8 mars 1999
Plusieurs hauts cadres de l'Etat seraient impliqués dans un grand scandale financier qui a éclaté à l'usine Friguia. Que s'est-il réellement passé ? Notre enquête.
Parmi les maux qui gangrènent notre société depuis plus d'une décennie, il y a la mauvaise gestion de la chose publique.
Apparemment, on ne sait comment s'attaquer à cet hydre à têtes multiples (qui régénèrent chaque fois qu'on les coupe), tant il semble puissant, invulnérable et indéracinable. Certains grands commis de l'Etat, forts de la confiance placée en eux, ont tenté de prendre le mal à bras le corps. Ils l'ont appris à leurs dépens. C'est dire que l'assainissement des finances publiques, condition sine qua non d'un véritable décollage économique, n'est pas pour demain. La troublante affaire de Friguia est là pour illustrer cette assertion. Elle revêt quatre aspects :
C'est uniquement du fisc que nous parlerons ici.
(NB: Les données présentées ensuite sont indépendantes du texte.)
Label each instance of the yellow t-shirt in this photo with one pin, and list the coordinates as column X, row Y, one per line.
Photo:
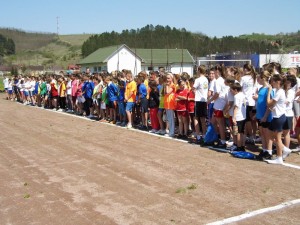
column 130, row 87
column 169, row 99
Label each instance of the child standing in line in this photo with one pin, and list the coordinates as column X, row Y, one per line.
column 161, row 108
column 290, row 82
column 104, row 101
column 143, row 101
column 191, row 104
column 121, row 103
column 153, row 105
column 264, row 115
column 130, row 96
column 9, row 89
column 112, row 94
column 239, row 115
column 278, row 106
column 182, row 113
column 169, row 100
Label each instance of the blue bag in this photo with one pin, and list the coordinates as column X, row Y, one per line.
column 243, row 155
column 210, row 135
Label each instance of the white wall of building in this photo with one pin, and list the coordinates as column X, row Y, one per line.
column 126, row 60
column 177, row 69
column 286, row 60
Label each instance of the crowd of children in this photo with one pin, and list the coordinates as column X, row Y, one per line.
column 237, row 102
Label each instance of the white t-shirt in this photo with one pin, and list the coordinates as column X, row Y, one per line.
column 5, row 82
column 201, row 89
column 9, row 86
column 248, row 88
column 240, row 103
column 280, row 107
column 289, row 102
column 222, row 90
column 230, row 98
column 27, row 86
column 69, row 87
column 32, row 83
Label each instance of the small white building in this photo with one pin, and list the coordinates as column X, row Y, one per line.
column 122, row 57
Friguia est la première et l'une des plus importantes unités industrielles du pays. L'Etat, en association avec les géants de l'aluminium, tels que Péchiney et Alcan, avait édifié cette usine à Fria. Malheureusement le mariage, sans nuages au départ, a fini par se fissurer et aboutir à un divorce sur demande des partenaires de la Guinée. La principale raison ou le principal reproche du conjoint, c'est la mauvaise gestion. On a parlé de surfacturations, d'abus de biens sociaux, de gaspillage
Réunis en France pour une ultime réconciliation, les mariés se sont séparés sur un constat d'échec. Si bien que les partenaires sont tous partis, nous laissant sur les bras un Friguia malade, avec 90 millions de dollars de dette consolidée, un minerai qui coûte plus cher à la production (120 dollars US la tonne) qu'à la vente (90 dollars US la tonne). En attendant un hypothétique repreneur de l'entité industrielle, le gouvernement a nommé en la personne de l'Américain Jacobs, un administrateur pour gérer l'ingérable dossier. Ce dernier commença par se défaire de l'omniprésent et incontournable secrétaire général, Bocar Ly, en l'expédiant étudier l'anglais aux Usa. A sa place, il fit venir un autre cadre en la personne de M. Ibrahima Diallo. Et pour mieux assainir l'écurie d'Augias, il fit appel aux compétences d'un cabinet d'audit canadien, Price Waterhouse, pour éplucher les comptes de la société à partir de 1995. Les surprises, les experts de ce cabinet en rencontrèrent en grand nombre à travers les irrégularités d'écritures, des pièces justificatives qui ne justifiaient que la prévarication et la gabegie qui ont prévalu, des années durant, dans l'entreprise industrielle. On peut estimer aujourd'hui à plus de dix milliards de Gnf, le préjudice subi par Friguia ou plutôt par l'Etat du fait de la mauvaise gestion. Au centre de cet imbroglio figurent non seulement des cadres de la société, mais aussi de hauts cadres de l'administration publique, voire quelques membres du gouvernement, apparemment au-dessus de tout soupçon. Il va de soi que nous détenons leurs noms, mais nous nous abstenons provisoirement et volontairement de les citer en attendant de réunir plus d'éléments sur leur compte.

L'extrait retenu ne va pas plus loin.